Bess Crawford Series – Book 8
October 1918, France – The war might be nearing its end, the German enemy still refuses to go quietly. During a nighttime barrage, British stretcher bearers find an exhausted officer, shivering with cold and a loss of blood from several wounds, clinging to life at the foot of a tree shattered by shelling and gunfire. The soldier is brought to Bess Crawford’s aid station, where she stabilizes him and treats his injuries before he is sent to a base hospital. Surprisingly, the officer isn’t British—he’s wearing the tattered remnants of a French uniform. And even stranger, when he shouts out in anger and pain, he speaks in fluent German.

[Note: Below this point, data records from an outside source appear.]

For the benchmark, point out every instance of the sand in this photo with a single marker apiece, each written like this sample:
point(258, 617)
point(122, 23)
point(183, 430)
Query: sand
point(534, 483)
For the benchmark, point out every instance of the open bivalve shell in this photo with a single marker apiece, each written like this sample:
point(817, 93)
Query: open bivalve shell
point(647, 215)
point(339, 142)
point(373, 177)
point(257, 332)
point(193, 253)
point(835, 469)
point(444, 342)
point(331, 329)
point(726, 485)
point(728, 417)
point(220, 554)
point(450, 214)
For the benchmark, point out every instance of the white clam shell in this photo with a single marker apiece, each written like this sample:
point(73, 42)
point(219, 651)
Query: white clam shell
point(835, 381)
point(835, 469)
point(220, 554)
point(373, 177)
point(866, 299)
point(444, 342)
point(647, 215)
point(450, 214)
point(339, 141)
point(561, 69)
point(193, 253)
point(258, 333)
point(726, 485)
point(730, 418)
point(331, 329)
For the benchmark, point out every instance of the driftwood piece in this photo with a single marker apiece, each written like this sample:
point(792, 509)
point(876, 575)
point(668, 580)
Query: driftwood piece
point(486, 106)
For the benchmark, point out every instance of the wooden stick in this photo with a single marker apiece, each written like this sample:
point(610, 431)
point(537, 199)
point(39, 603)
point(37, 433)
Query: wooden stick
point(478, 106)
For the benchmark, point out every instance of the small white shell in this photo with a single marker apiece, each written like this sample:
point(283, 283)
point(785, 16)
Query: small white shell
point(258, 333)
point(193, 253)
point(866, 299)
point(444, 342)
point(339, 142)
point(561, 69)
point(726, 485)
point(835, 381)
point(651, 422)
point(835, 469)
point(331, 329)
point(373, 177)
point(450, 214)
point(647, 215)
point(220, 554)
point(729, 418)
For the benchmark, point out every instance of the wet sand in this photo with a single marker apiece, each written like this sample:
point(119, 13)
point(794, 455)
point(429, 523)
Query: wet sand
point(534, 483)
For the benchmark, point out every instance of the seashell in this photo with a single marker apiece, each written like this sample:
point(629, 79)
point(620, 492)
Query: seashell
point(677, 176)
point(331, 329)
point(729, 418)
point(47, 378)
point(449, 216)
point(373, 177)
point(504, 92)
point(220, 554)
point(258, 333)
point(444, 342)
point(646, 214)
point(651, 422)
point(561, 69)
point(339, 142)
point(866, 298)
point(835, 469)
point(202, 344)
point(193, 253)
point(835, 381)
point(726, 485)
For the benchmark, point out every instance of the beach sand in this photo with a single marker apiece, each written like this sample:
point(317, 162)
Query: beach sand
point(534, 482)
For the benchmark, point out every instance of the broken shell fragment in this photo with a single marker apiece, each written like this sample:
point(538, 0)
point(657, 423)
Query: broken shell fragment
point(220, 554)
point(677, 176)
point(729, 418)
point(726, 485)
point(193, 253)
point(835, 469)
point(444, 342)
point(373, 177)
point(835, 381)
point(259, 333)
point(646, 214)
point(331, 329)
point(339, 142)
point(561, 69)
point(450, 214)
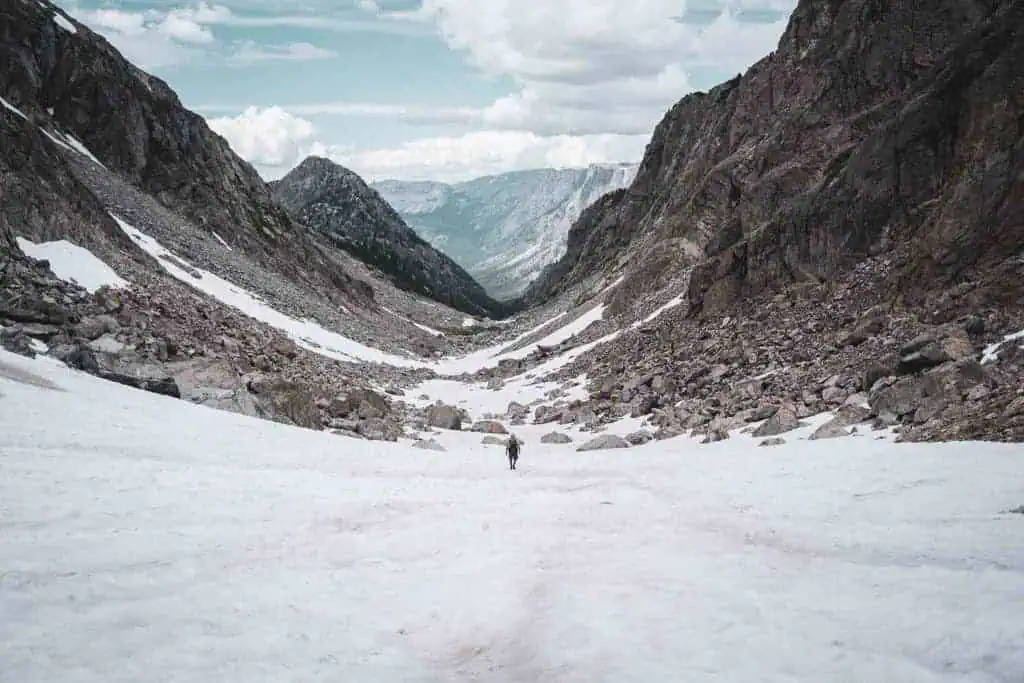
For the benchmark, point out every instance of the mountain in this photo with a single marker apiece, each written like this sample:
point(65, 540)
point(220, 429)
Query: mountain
point(873, 127)
point(73, 83)
point(336, 203)
point(505, 228)
point(842, 225)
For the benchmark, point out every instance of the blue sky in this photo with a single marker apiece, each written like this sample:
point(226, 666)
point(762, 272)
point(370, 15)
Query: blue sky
point(437, 89)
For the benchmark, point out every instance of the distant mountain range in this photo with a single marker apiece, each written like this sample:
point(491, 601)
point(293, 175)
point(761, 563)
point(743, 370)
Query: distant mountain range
point(505, 228)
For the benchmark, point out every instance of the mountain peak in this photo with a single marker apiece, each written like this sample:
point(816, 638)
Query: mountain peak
point(335, 202)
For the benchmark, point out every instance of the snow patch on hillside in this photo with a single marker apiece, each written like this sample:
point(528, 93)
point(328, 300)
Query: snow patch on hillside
point(74, 264)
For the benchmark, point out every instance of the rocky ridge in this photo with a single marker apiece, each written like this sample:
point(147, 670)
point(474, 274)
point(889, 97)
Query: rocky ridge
point(868, 127)
point(504, 228)
point(73, 83)
point(842, 222)
point(337, 204)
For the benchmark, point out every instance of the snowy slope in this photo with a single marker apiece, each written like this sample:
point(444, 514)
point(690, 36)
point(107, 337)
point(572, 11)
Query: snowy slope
point(504, 228)
point(147, 539)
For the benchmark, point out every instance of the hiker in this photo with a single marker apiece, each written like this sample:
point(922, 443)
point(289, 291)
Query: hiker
point(512, 449)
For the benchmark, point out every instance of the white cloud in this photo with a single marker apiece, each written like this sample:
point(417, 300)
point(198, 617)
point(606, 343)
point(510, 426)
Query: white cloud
point(164, 38)
point(274, 140)
point(266, 137)
point(249, 52)
point(598, 66)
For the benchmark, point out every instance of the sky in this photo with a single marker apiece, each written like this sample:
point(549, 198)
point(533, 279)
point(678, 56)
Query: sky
point(441, 90)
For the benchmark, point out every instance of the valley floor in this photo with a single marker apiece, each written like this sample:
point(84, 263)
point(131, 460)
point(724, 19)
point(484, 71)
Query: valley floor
point(147, 539)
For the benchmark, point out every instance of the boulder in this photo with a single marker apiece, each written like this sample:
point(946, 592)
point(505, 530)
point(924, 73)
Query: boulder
point(379, 429)
point(783, 421)
point(604, 442)
point(285, 400)
point(639, 437)
point(488, 427)
point(556, 437)
point(443, 416)
point(364, 403)
point(516, 412)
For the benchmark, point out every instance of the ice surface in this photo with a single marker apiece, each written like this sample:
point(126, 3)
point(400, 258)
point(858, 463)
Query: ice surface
point(73, 263)
point(304, 333)
point(145, 539)
point(991, 352)
point(313, 337)
point(13, 109)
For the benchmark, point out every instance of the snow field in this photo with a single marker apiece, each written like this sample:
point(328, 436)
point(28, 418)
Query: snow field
point(147, 539)
point(73, 263)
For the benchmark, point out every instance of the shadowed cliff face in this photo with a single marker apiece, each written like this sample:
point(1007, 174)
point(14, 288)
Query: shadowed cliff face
point(336, 203)
point(77, 83)
point(873, 126)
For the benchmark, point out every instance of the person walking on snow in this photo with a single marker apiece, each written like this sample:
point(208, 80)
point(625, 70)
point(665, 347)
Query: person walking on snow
point(512, 449)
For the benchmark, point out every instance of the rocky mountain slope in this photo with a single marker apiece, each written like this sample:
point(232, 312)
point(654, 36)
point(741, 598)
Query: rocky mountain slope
point(67, 78)
point(869, 126)
point(841, 223)
point(98, 155)
point(505, 228)
point(337, 204)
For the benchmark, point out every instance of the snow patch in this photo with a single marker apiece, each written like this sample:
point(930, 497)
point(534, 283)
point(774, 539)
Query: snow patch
point(991, 352)
point(74, 264)
point(306, 334)
point(81, 148)
point(13, 109)
point(140, 530)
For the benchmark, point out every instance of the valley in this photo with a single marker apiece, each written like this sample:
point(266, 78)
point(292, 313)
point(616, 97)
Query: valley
point(767, 383)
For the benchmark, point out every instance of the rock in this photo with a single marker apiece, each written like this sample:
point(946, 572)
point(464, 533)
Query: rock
point(444, 417)
point(864, 331)
point(715, 435)
point(784, 420)
point(547, 414)
point(516, 412)
point(834, 395)
point(107, 344)
point(379, 429)
point(429, 444)
point(643, 406)
point(669, 431)
point(94, 327)
point(286, 401)
point(360, 402)
point(762, 413)
point(603, 442)
point(39, 331)
point(639, 437)
point(832, 429)
point(488, 427)
point(556, 437)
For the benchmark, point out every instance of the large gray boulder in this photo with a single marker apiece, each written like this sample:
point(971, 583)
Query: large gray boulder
point(604, 442)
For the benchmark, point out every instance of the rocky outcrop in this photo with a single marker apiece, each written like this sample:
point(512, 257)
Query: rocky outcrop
point(871, 127)
point(339, 205)
point(84, 94)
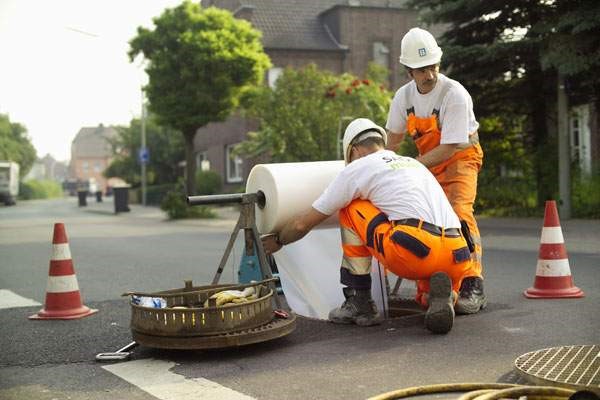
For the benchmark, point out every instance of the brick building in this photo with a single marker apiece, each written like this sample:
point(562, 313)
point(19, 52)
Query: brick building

When Bess reports the incident to the hospital’s matron, her weary superior offers a plausible explanation. The soldier must be from Alsace-Lorraine, a province in the east where the tenuous border between France and Germany has shifted through history, most recently in the Franco-Prussian War of 1870, which was won by the Germans. Of course, Matron could be right. Still, Bess remains uneasy—and unconvinced. What was a French soldier doing so far from his own lines . . . and so close to where the Germans are putting up a fierce, last-ditch fight? And if he is Alsatian, on which side of the war do his sympathies really lie?
Before she can inquire further, Bess is wounded while helping to evacuate soldiers from the battlefield. Sent to Paris to recuperate, she discovers that her mysterious soldier is also in the French capital . . . but has disappeared. Could he have been the infamous German spotter for the “Paris Gun” that is the talk of the Allied Army? It had shelled terrified Parisians earlier in the year, then fell silent. Or could he be involved in some other dark treachery?
With the unexpected help of Captain Barkley, the congenial American whose path crossed with hers once before, the intrepid Bess—a soldier’s daughter and dedicated nurse—embarks on a dangerous hunt to find the man and uncover the truth, even at the risk of her own life.